As shown in the Fig. 6, T-PR yields OSim values of 0.819-0.845 (average 0.831) and KSim values of 0.822-0.851 (average 0.837). This implies that PR produces nearly the same rankings over the entire observation period on the experimental data set. In contrast, the consecutive rankings of TWPR, T-Rank, TimedPR, and T-PR have lower similarities because of their temporal approach. We also see that T-PR produces more similar rankings than TWPR, T-Rank and TimedPR, respectively. This phenomenon may come from the effect of the BTF and FF factors in T-PR that allow some authoritative nodes in the past to be ranked in the top authorities.

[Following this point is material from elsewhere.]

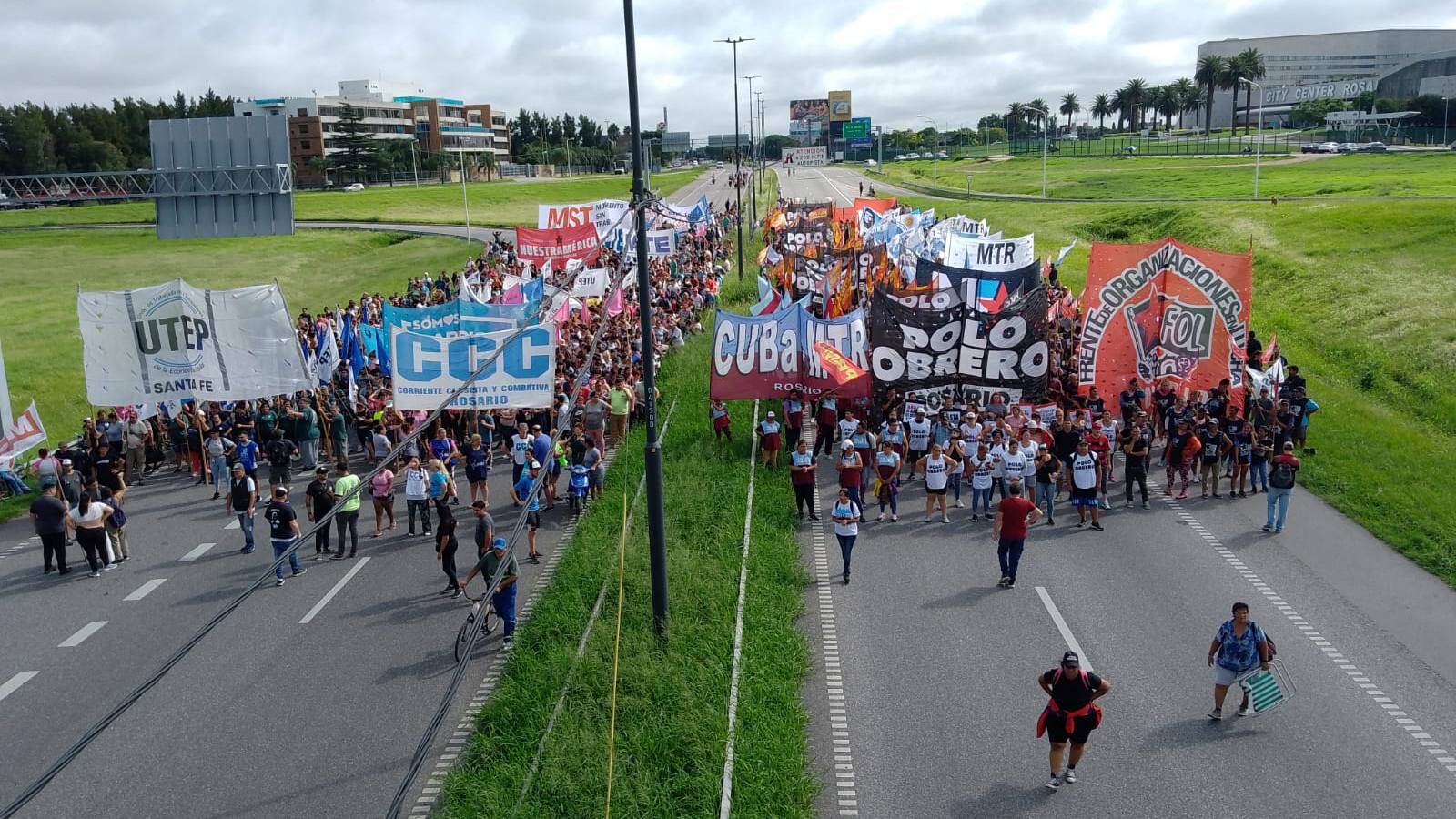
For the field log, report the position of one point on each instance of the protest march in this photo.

We used these 5 algorithms (PR, TWPR, T-Rank, TimedPR, and T-PR) to obtain the sets of the top-25 and top-50 most highly-ranked nodes for the most popular nodes we chose from the data set. Then for each of the most popular nodes, we compared these sets of the top-25 and top-50 nodes with the sets of the top-25 and top-50 most popular nodes from Epinions.com respectively by using the aforementioned evaluation measures. Figures 7 and 8 show the average OSim, KSim and MRR values for the top-25 and top-50 rankings of these 5 different algorithms.

Fig. 8.
figure 8

Average OSim, KSim and MRR values for top-50 nodes

Table 2. Top-20 users’ different scores in Epinions

As depicted in Figs. 7 and 8, T-PR outperforms PR, TWPR, T-Rank and TimedPR in all OSim, KSim and MRR values. In the top-25 ranking, T-PR outperforms other methods by 10.8 %, 13.1 % and 12.5 % for OSim, KSim and MRR respectively. In the top-50 ranking, the corresponding percentages are 8.9 %, 11.4 %, 11.7 % respectively. Therefore, we can confirm that adopting the built-up time-length, frequency, and similarity of a node adding trust link can improve the accuracy of nodes ranking.

4.4 Case Study

In the final experiment, we want to compare the scores computed by 5 different algorithms including PR, TWPR, T-Rank, TimedPR, and T-PR(new) for Top-20 trustworthy users from Epinions.com. We select Top-20 reviewers for the most popular authors overall obtained from Epinions.com. In Table 2, we can find that our method produces a better result than others. The T-PR scores conform to the manual ranking. All scores in Table 2 is multiplied by 1000. From the Table 2, we find the PR, TWPR, T-Rank, and TimedPR values fluctuate erratically, and our method get better result than others, which proves Eq. 6 is an effective improvement of PageRank.

5 Conclusion

In this paper, we propose a novel Temporal PageRank algorithm on social networks. Three temporal factors (built-up time-length, frequency, and similarity) are used to improve PageRank so that it favor the nodes that were registered for a longer time, more frequently, and recent trust link weighed more than others. We conduct extensive experiments to evaluate the performance of T-PR. Evaluation results show that the proposed T-PR outperforms other timed PageRank algorithms significantly. Moreover, our T-PR algorithm provides most similar rankings to human beings’ preference. In our future work, we are interested in studying the effect of the time factor using other decay functions. Since social networks are multi-relational networks, we will incorporate more relations to improve the ranking of Temporal PageRank.